El miércoles 15 de abril de 2026, la publicación en el Boletín Oficial del Estado del Real Decreto de regularización extraordinaria de migrantes marcó el inicio de un complejo proceso burocrático. Este procedimiento permitirá a personas en situación irregular o que han solicitado protección internacional acceder a una autorización de residencia y trabajo legal, con una vigencia inicial de un año renovable, siempre que cumplan los requisitos establecidos.
Desde primera hora de la mañana, muchas personas se han acercado a las oficinas municipales para verificar la documentación necesaria para la tramitación telemática, que se abrirá el jueves 16 de abril. La tramitación presencial, que requerirá cita previa disponible también desde el jueves 16 de abril, comenzará el 20 de abril.
Las interminables filas en el padrón municipal han sido motivo de confrontación entre los partidos políticos. El portavoz del Grupo Municipal Socialista en el Ayuntamiento de València, Borja Sanjuan, denunció que María José Catalá y Vox están “boicoteando la regularización de las personas migrantes en la ciudad” y les exigió que “refuercen el personal de este servicio para poder atender a las personas”.
“"Catalá y Vox no amplían los medios del padrón para generar largas colas y desincentivar que las personas que tienen derecho a tener papeles en nuestro país puedan ejercer ese derecho."

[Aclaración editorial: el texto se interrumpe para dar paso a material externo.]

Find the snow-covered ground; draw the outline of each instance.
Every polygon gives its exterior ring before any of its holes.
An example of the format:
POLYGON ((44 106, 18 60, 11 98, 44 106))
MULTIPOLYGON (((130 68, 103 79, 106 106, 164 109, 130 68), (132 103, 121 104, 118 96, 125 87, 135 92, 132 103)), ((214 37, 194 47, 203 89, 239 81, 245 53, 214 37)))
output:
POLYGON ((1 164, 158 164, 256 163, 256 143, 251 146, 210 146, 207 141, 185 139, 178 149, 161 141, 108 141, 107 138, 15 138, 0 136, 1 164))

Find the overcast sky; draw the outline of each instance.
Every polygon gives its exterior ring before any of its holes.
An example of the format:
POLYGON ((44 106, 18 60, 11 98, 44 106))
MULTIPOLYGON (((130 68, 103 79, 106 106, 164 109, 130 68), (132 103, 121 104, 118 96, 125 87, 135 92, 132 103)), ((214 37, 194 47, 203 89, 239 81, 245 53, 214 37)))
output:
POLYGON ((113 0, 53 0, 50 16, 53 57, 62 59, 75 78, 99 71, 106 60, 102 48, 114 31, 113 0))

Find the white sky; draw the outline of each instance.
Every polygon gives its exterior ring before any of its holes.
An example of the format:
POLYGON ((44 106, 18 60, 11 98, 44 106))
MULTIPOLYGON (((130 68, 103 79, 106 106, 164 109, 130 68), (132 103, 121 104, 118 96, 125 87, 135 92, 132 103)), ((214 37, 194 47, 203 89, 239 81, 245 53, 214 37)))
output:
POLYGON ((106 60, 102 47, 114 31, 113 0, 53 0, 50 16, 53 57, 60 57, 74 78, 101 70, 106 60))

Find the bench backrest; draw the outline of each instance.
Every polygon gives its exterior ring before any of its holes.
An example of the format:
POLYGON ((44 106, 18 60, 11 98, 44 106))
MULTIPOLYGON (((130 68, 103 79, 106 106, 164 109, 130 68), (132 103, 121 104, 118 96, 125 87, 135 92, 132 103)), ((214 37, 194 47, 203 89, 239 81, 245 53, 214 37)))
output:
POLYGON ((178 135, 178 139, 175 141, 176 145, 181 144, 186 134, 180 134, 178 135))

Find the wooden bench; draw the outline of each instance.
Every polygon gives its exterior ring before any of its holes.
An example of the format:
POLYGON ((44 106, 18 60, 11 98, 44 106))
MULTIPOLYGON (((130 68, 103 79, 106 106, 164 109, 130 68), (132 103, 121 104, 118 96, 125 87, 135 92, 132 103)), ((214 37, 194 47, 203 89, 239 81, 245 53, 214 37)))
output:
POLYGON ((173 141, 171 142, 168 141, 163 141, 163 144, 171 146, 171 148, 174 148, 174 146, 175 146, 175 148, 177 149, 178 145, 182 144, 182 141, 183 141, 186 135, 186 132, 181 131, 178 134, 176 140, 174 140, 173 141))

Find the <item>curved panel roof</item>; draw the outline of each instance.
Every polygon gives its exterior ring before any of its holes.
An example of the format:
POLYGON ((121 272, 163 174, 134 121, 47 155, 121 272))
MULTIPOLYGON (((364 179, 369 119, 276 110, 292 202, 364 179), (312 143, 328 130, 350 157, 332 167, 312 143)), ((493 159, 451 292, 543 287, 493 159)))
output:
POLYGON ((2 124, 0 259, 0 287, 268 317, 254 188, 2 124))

Sanjuan calificó la situación de “auténtica vergüenza” y sugirió que “se podría llamar racismo institucional”, recordando que el ayuntamiento “ha ido reduciendo los recursos de atención a las personas migrantes”. Mencionó la retirada del abogado que asesoraba en temas de inmigración y la obligación de hacer colas para dificultar el cumplimiento de los plazos.
Por su parte, fuentes municipales respondieron que las acusaciones del PSPV “faltan a la verdad con el único objetivo de trasladar al ayuntamiento un asunto que única y exclusivamente es competencia del gobierno de Pedro Sánchez”. Lamentaron que el Gobierno genere un proceso de regularización sin definir criterios claros ni facilitar información suficiente, cargando toda la presión sobre los ayuntamientos sin recursos adicionales. “Esto provoca incertidumbre y un aumento de la demanda que ningún municipio puede absorber de forma inmediata sin apoyo estatal”, afirmaron.